Did mpv print after being launched a line starting with "VO: [gpu-next]"?
Where "gpu-next" is not available, mpv will start anyway, but it will use one of the other video drivers, none of which convert correctly Dolby-encoded video.
On the computer where I normally play HDR/Dolby Vision movies, I use an NVIDIA GPU, so I know for sure that gpu-next works fine with it.
I do not remember whether I have played any HDR/Dolby Vision movie with an AMD or Intel GPU, but I doubt that any of those is incompatible with gpu-next.
In any case, if mpv prints "VO: [gpu-next]" without any error message and if "I" shows for "Display:" the correct color space supported by your monitor, e.g. sRGB or DCI-P3, then you should try to upgrade the GPU driver, which could be too old.
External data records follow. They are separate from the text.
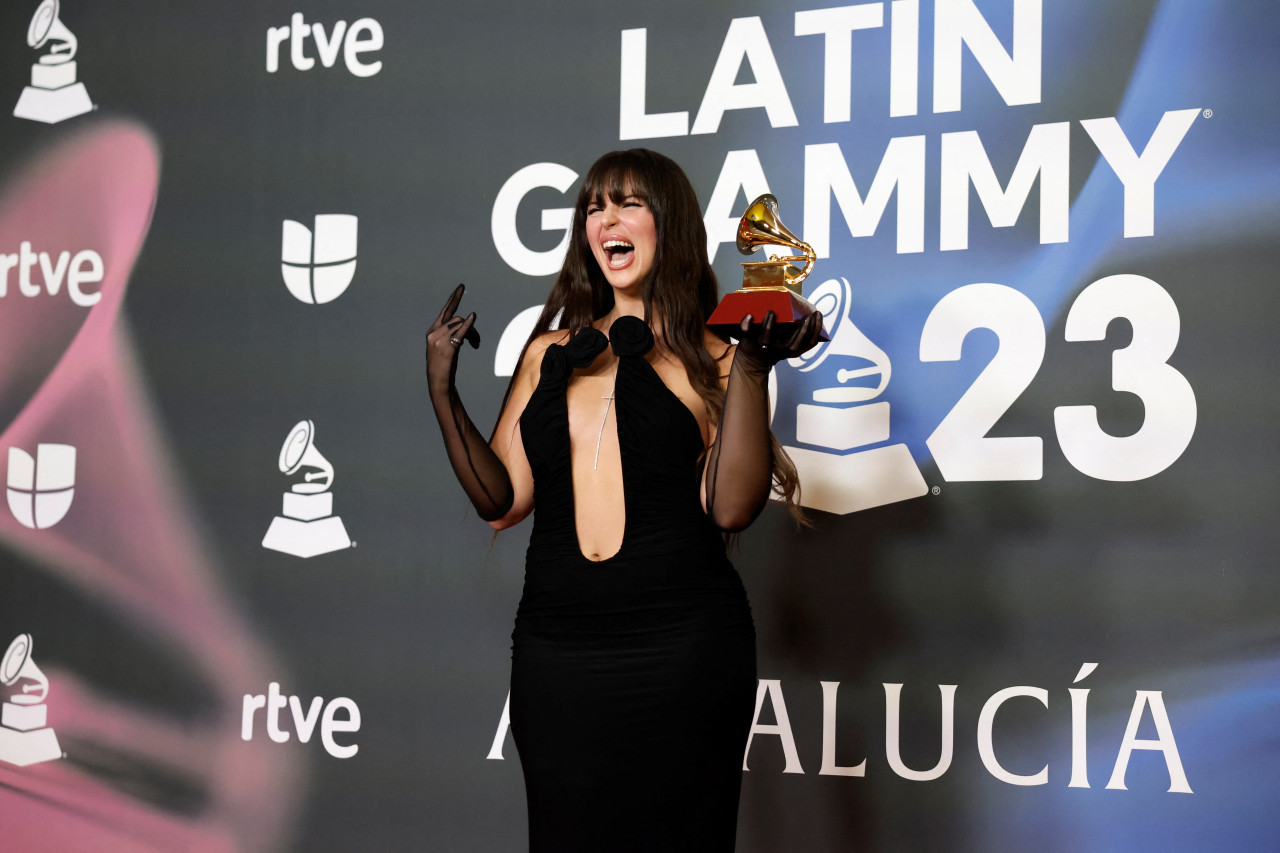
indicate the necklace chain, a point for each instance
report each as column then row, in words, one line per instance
column 599, row 436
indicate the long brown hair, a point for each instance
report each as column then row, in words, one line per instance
column 680, row 287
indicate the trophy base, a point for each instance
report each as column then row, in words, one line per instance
column 306, row 538
column 24, row 748
column 53, row 105
column 855, row 482
column 789, row 308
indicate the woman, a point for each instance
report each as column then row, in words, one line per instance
column 640, row 437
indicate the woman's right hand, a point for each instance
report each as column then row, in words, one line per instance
column 443, row 341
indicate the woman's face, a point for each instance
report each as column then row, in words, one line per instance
column 622, row 238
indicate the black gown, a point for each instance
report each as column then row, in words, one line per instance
column 632, row 678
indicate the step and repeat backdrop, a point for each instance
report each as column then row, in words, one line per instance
column 245, row 606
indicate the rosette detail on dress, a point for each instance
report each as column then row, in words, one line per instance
column 630, row 336
column 561, row 360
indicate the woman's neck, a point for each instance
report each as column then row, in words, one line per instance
column 626, row 305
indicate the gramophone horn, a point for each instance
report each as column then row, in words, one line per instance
column 17, row 664
column 760, row 226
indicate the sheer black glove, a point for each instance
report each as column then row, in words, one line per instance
column 740, row 465
column 483, row 475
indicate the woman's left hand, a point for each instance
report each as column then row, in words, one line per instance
column 762, row 346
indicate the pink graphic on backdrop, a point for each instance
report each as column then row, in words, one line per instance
column 127, row 542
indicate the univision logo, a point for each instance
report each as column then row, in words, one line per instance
column 41, row 489
column 318, row 265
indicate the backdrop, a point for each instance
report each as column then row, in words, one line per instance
column 246, row 606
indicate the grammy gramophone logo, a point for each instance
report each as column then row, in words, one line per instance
column 846, row 464
column 24, row 734
column 307, row 525
column 54, row 94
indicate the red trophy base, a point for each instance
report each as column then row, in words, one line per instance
column 789, row 308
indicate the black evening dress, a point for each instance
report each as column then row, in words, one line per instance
column 632, row 678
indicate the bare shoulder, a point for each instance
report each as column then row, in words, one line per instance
column 533, row 359
column 538, row 346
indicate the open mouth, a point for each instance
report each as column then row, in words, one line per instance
column 620, row 252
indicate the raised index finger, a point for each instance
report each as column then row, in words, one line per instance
column 451, row 305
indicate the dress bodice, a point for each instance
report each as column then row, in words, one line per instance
column 659, row 442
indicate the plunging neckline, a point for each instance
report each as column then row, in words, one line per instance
column 627, row 337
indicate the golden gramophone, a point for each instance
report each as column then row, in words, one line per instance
column 771, row 284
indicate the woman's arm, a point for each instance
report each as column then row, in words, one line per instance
column 507, row 442
column 483, row 475
column 739, row 471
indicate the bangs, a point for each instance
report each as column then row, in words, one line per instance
column 615, row 177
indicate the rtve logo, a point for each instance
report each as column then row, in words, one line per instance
column 80, row 269
column 361, row 37
column 318, row 265
column 41, row 489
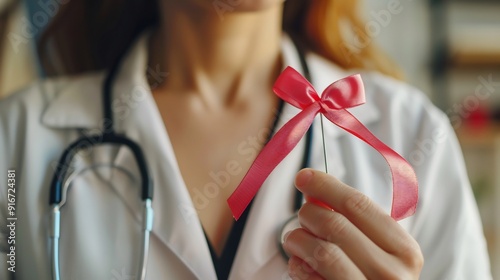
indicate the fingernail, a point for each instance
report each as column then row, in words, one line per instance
column 286, row 236
column 303, row 177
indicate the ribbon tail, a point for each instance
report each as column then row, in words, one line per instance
column 270, row 156
column 405, row 185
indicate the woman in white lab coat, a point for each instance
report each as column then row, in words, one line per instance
column 194, row 91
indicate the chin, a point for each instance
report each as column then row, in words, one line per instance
column 233, row 5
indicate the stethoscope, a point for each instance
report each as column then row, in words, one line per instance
column 61, row 181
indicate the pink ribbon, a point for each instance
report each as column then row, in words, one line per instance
column 349, row 92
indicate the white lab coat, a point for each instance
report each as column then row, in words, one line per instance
column 101, row 222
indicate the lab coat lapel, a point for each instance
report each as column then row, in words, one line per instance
column 175, row 223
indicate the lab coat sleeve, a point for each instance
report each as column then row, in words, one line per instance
column 447, row 224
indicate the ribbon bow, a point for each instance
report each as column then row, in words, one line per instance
column 349, row 92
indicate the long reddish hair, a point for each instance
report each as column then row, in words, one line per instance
column 90, row 35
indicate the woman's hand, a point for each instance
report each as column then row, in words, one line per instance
column 357, row 240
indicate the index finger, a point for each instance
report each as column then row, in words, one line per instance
column 356, row 207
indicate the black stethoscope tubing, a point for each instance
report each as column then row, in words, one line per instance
column 109, row 136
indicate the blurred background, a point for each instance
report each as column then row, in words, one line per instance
column 448, row 49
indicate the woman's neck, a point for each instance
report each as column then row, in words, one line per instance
column 222, row 59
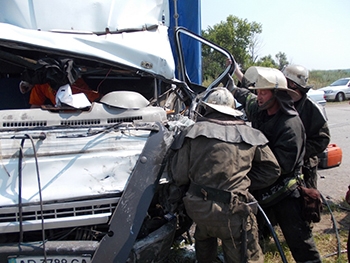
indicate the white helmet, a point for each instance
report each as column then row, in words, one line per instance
column 222, row 100
column 268, row 78
column 297, row 74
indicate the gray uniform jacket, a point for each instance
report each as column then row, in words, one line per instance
column 226, row 155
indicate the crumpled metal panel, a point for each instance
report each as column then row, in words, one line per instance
column 83, row 15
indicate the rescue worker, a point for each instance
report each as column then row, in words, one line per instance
column 272, row 112
column 219, row 157
column 314, row 121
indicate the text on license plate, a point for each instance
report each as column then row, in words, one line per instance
column 51, row 259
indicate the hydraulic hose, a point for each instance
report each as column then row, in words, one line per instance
column 274, row 235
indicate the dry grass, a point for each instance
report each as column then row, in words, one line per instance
column 325, row 234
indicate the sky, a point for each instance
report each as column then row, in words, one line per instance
column 312, row 33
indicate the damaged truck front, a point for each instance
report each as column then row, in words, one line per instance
column 88, row 183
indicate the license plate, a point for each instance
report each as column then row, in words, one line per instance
column 51, row 259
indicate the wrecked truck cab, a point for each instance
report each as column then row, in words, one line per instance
column 89, row 184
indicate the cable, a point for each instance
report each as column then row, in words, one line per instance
column 275, row 238
column 334, row 225
column 40, row 196
column 20, row 205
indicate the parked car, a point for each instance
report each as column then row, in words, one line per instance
column 338, row 91
column 89, row 184
column 317, row 96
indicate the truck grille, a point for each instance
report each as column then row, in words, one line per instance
column 71, row 213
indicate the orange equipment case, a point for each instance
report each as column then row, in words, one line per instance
column 330, row 157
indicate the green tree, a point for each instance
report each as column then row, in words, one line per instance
column 281, row 60
column 235, row 35
column 267, row 61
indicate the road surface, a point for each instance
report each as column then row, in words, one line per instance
column 333, row 182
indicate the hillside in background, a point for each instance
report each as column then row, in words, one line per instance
column 322, row 78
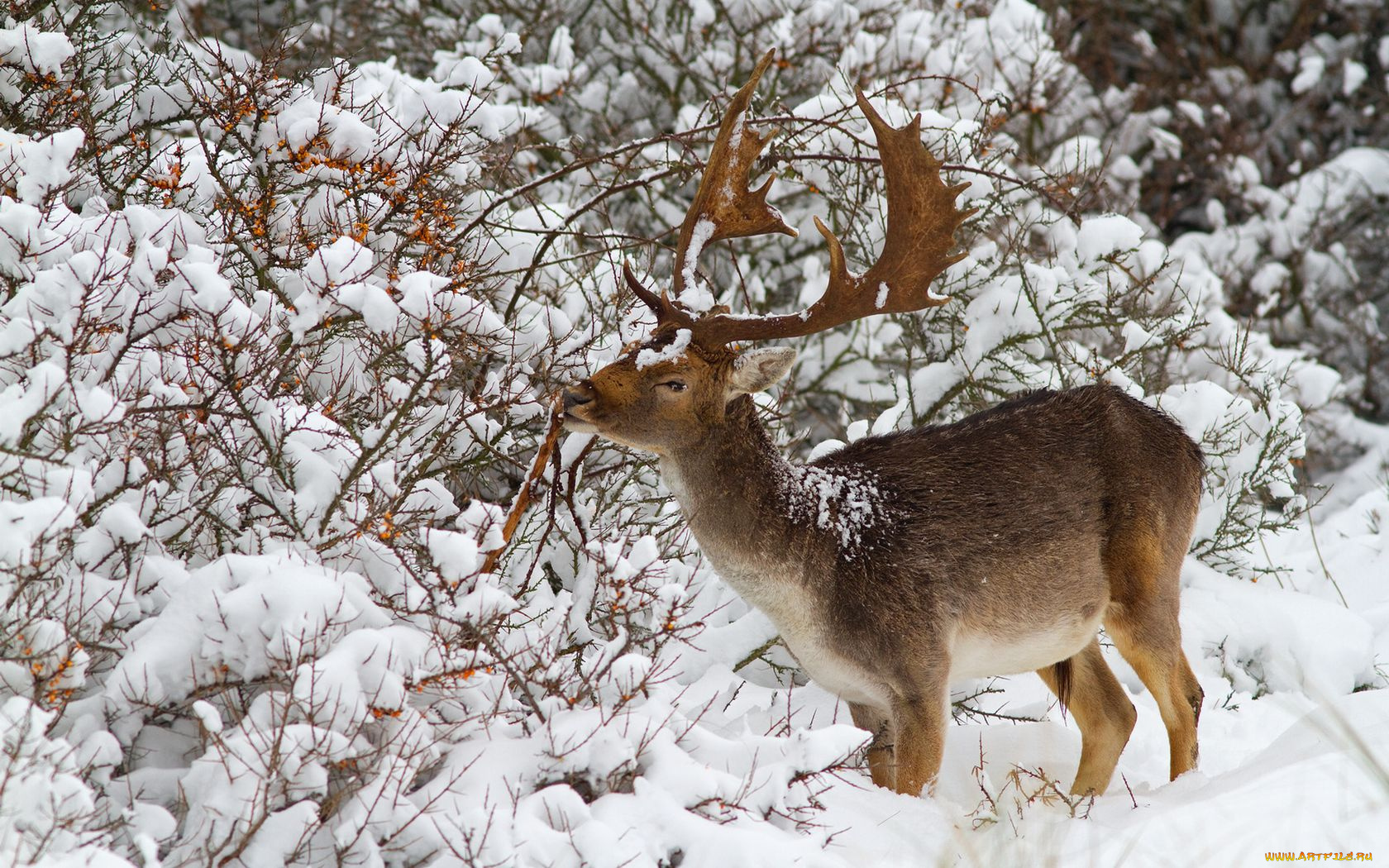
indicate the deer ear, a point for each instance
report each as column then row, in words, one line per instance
column 759, row 370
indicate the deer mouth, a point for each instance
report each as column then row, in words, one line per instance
column 578, row 424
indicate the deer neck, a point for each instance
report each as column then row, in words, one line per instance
column 733, row 490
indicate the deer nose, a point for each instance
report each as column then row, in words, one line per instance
column 577, row 394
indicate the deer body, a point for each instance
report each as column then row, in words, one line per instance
column 906, row 561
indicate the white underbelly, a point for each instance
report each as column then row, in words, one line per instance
column 976, row 655
column 833, row 672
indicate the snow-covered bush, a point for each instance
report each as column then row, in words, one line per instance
column 296, row 565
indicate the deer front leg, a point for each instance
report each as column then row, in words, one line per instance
column 920, row 723
column 880, row 751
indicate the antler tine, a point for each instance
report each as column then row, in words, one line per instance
column 724, row 206
column 921, row 224
column 666, row 310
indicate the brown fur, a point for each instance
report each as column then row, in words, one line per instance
column 988, row 545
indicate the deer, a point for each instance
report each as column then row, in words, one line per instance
column 906, row 561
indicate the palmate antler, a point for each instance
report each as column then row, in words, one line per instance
column 921, row 224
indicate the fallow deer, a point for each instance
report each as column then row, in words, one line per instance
column 905, row 561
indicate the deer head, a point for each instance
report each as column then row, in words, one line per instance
column 666, row 392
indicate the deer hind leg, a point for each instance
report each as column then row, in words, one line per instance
column 1102, row 710
column 920, row 728
column 1150, row 641
column 880, row 751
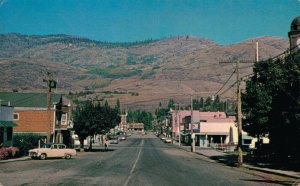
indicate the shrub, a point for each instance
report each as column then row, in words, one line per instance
column 9, row 152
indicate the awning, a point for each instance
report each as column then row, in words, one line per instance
column 7, row 124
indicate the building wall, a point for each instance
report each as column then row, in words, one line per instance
column 33, row 121
column 222, row 128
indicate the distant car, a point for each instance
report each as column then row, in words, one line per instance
column 113, row 140
column 122, row 137
column 52, row 150
column 168, row 140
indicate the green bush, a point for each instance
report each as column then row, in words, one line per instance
column 26, row 141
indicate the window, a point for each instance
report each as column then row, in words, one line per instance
column 64, row 119
column 9, row 133
column 16, row 116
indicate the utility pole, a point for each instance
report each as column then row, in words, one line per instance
column 239, row 115
column 50, row 84
column 192, row 132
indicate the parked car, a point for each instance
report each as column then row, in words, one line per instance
column 112, row 139
column 168, row 140
column 52, row 150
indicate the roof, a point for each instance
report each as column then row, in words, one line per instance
column 295, row 25
column 35, row 100
column 7, row 124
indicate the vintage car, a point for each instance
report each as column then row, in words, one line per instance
column 52, row 150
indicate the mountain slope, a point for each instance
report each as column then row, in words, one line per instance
column 155, row 70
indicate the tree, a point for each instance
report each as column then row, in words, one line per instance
column 118, row 106
column 92, row 119
column 271, row 105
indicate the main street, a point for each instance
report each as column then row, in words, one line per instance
column 140, row 160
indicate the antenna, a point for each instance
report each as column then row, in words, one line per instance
column 256, row 52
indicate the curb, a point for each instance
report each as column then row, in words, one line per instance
column 271, row 171
column 16, row 159
column 247, row 166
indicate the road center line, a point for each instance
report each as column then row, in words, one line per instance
column 134, row 165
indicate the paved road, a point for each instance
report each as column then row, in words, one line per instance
column 140, row 160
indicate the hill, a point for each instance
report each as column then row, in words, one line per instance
column 140, row 74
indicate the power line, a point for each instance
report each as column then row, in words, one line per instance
column 225, row 83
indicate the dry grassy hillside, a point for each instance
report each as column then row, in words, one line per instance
column 142, row 74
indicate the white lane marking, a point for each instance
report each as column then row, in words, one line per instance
column 134, row 165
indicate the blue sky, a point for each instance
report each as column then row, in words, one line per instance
column 223, row 21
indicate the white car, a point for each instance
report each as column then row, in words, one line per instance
column 50, row 150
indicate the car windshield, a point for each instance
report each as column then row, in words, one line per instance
column 47, row 146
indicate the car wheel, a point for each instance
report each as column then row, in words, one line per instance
column 43, row 156
column 68, row 156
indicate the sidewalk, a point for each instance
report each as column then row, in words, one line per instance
column 220, row 156
column 24, row 158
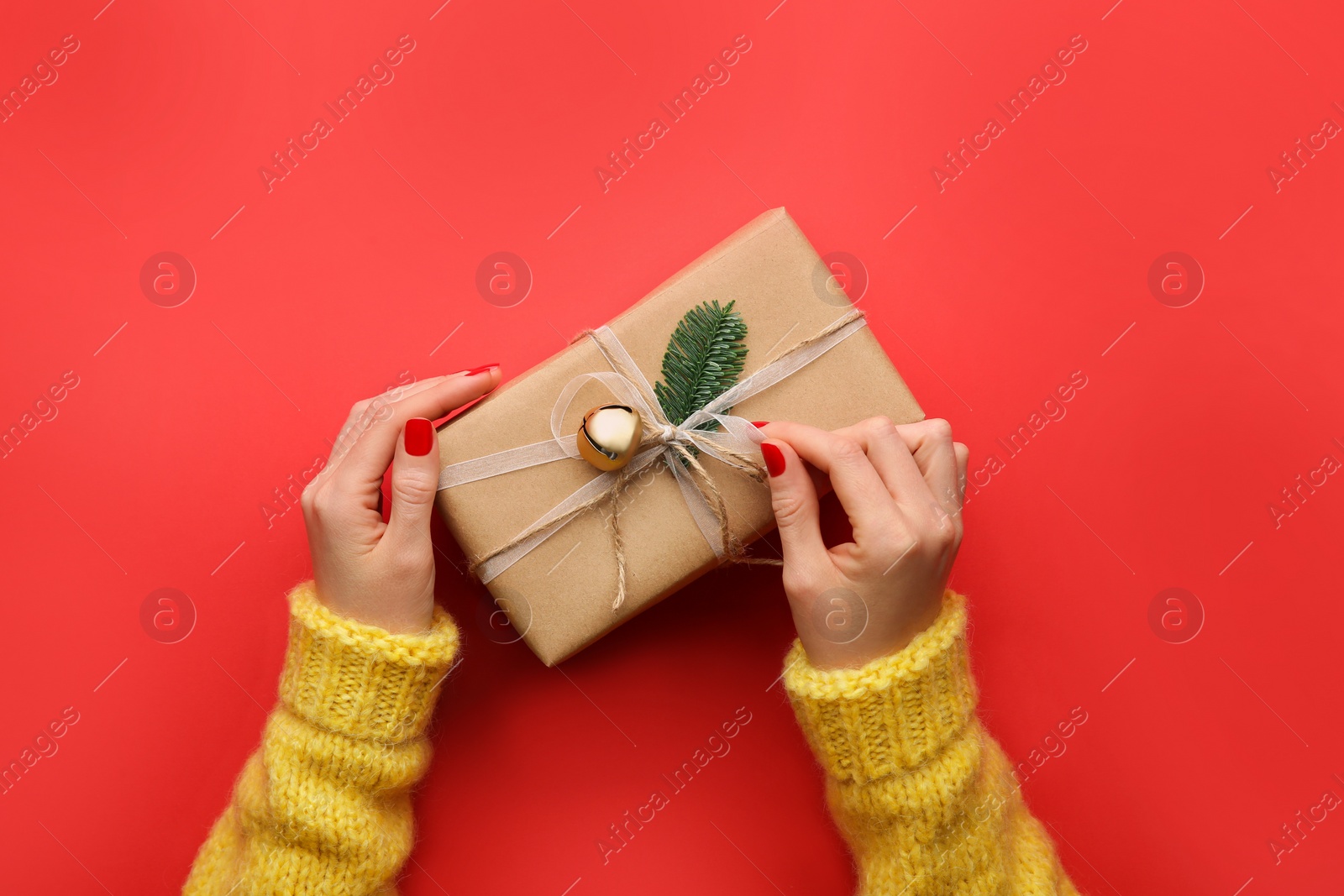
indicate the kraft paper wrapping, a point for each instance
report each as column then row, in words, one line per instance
column 559, row 595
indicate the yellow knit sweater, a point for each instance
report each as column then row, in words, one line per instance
column 925, row 799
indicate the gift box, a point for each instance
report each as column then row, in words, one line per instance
column 558, row 590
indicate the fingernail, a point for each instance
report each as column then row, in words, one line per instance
column 773, row 458
column 420, row 437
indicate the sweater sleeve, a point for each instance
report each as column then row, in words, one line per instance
column 323, row 806
column 922, row 794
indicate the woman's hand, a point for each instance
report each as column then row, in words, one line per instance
column 367, row 570
column 902, row 490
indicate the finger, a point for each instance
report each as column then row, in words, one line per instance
column 365, row 412
column 931, row 446
column 793, row 497
column 367, row 459
column 862, row 492
column 414, row 486
column 890, row 458
column 963, row 464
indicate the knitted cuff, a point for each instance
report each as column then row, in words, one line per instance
column 360, row 680
column 893, row 714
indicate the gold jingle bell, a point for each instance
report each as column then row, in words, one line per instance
column 609, row 436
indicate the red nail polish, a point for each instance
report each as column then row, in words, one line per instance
column 420, row 437
column 773, row 458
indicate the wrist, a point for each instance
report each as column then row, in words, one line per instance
column 840, row 633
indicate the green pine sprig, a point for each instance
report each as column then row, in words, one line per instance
column 703, row 360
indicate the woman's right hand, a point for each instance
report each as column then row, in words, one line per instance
column 902, row 490
column 363, row 569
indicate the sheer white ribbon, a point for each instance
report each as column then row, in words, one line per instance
column 736, row 437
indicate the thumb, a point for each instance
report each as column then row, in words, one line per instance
column 793, row 497
column 414, row 486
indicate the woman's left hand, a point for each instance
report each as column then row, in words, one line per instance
column 902, row 490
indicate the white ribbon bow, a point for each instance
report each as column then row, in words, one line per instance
column 736, row 437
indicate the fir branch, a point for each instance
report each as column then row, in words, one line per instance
column 703, row 360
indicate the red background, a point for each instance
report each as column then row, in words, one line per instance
column 991, row 293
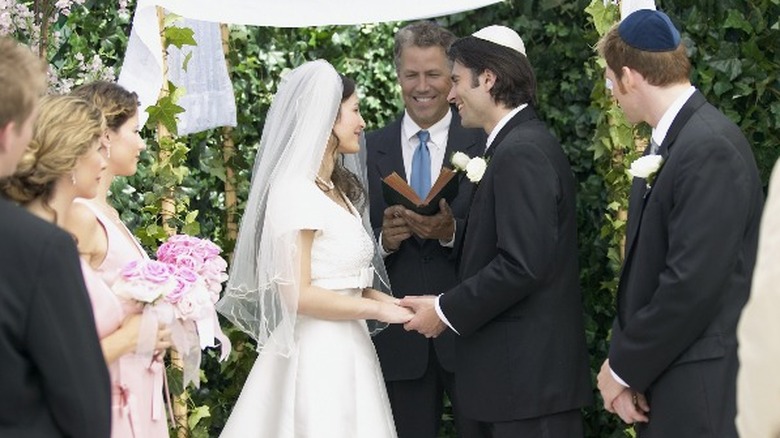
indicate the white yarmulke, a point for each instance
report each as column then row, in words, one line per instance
column 502, row 36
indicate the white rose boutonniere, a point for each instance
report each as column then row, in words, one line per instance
column 474, row 167
column 646, row 167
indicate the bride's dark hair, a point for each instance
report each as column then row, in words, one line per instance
column 346, row 181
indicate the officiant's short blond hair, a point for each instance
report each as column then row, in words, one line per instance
column 423, row 34
column 22, row 82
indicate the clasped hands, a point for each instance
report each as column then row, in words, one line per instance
column 631, row 406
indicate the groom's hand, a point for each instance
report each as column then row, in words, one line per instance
column 608, row 386
column 425, row 320
column 632, row 407
column 440, row 226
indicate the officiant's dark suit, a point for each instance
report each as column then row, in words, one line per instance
column 520, row 356
column 52, row 372
column 419, row 266
column 690, row 243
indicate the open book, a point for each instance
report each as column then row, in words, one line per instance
column 396, row 191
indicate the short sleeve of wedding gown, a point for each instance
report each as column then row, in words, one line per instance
column 294, row 207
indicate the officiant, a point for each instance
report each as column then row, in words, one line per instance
column 418, row 255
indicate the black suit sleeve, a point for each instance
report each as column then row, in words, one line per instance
column 63, row 342
column 706, row 225
column 526, row 190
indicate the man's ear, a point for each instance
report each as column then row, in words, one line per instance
column 630, row 79
column 488, row 78
column 5, row 132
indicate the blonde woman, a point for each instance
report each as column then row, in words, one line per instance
column 108, row 245
column 66, row 159
column 54, row 379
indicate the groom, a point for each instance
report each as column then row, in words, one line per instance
column 521, row 364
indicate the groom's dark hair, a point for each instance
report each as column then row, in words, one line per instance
column 515, row 79
column 421, row 34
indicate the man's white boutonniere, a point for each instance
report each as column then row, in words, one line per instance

Like I have said, IIRC this problem has been solved in 2022 and since then I have never encountered again color conversion errors, so you must have some software component that is older than 2022.
Because my monitor is configured to use the color space DCI-P3 (with 10-bit colors), I alias "mpv" to "mpv='mpv --vo=gpu-next --target-prim=dci-p3'", and it has been working fine for the last two years, including with any HDR and/or Dolby Vision movie.
You can play it with mpv, it depends on the hardware/drivers. It worked fine on a random Ryzen Lenovo laptop with Linux even though MacOS version of mpv couldn't play it correctly on M2 (even though Apple claims that M2 is compatible with the format).
It depends on what format/decoder support went into your particular build of mpv. It offloads almost all of its capabilities onto ffmpeg and its supporting libraries, which in turn won't necessarily be built with exactly everything enabled.
EDIT2: if you consider an ARM board that you can install custom OS on as a PC – admittedly, bit of a stretch – then you can grab UGOOS AM6B plus / AM6 plus / Minix u22x-j max
I believe that the target primaries must be those of your monitor.
BT.2020 are the primaries used to encode the HDR movie.
Monitors with such primaries are rare and extremely expensive. For most good monitors "--target-prim=dci-p3" should be appropriate, if DCI-P3 has already been selected from the on-screen monitor configuration menu, because most monitors come configured by default to use the ugly sRGB color space, so you must change the defaults to be able to display content with bigger color spaces.
Some monitors might have the option to use the BT.2020 color space, when they would still not be able to display all of it, but they would do internally the conversion between the BT.2020 used to encode the movie and whatever color space the monitor can actually display.
I do not remember which was the first version that worked fine. For some time, "gpu-next" was not included by default in the releases, but you had to compile a custom variant to include it.
Pay attention that "libplacebo" is required. If libplacebo is absent, then the Dolby Vision conversion will not work. This could be the reason of your problem, if your Linux distribution does not have libplacebo as an automatic dependence of mpv, or if mpv has been compiled without support for libplacebo.
I would try updating to 0.37.0 or 0.38.0, IIRC it only started to work for me after I updated to one of those (I always build mpv from the latest commit myself, so I'm not sure which release version exactly has the crucial fixes).
Things may have changed since then, but when I first encountered the project several years ago it seemed like the thing that made this project stand out compared to other player projects was a big emphasis on correctness and accurate playback. There have files I’ve encountered that for example VLC will play with quirks (color reproduction is not quite right, etc) that mpv plays perfectly.